Drewes kennt die 350 reisenden Mitglieder seiner Gemeinde, die er seit 26 Jahren betreut, ganz genau. Die Konfirmanten hat er auch schon getauft. Kann sich sogar noch an den kleinen schwarzen Anzug erinnern, den Charles Recke damals getragen hat. Er hatte auch immer ein offenes Ohr für viele von ihnen, die während der Pandemie Zuspruch benötigt haben: „Ich bin so froh, dass fast alle gut durch diese Krise gekommen sind.
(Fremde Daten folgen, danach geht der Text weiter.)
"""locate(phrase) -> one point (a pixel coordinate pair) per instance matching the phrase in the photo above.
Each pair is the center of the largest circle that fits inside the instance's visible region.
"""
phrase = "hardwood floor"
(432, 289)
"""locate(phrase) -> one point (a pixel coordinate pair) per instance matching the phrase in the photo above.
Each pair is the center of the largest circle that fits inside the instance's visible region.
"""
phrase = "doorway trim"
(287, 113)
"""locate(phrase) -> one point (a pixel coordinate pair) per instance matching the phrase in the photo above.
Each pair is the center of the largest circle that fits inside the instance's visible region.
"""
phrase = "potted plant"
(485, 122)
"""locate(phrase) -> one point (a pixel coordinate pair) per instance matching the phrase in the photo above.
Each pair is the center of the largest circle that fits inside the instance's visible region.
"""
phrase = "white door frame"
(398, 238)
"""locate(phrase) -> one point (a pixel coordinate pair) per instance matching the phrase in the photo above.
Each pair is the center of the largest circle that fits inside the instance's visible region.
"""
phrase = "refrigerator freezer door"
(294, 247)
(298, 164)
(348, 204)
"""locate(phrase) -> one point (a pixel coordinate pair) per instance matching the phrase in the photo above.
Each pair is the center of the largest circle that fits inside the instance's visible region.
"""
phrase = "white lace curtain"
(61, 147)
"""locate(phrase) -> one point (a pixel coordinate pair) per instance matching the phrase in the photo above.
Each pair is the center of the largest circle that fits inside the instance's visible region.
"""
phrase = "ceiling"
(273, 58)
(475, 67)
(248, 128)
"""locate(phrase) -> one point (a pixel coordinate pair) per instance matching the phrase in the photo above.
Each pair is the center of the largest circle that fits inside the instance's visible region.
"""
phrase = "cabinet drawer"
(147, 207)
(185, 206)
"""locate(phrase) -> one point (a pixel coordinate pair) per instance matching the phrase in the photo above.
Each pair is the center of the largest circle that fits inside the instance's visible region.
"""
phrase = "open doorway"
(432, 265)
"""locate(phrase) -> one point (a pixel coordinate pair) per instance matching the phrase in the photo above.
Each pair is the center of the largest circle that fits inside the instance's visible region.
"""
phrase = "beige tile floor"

Ohne die Hilfe der Bundesregierung wäre das nicht möglich gewesen. Dann hätten wir keine Volksfeste mehr.“
Kein Wunder, dass er sich für diesen Gottesdienst das Lied von Santiano ausgesucht hat: Gott muss ein Seemann sein. „Ja“, predigt er, „keiner geht verloren. Gott ist für alle da. Er lässt die Mannschaft nie allein.“
Oder doch? Ganz offensichtlich möchte die Evangelische Kirche Kurhessen-Waldeck die Stelle des Beauftragten der evangelischen Circus- und Schaustellerseelsorge streichen. Auf besorgte Nachfragen von Konrad Ruppert, dem Vorsitzenden des Schaustellerverbandes Kassel-Göttingen, kann Drewes nur die Achseln zucken. Positive Signale habe er leider nicht.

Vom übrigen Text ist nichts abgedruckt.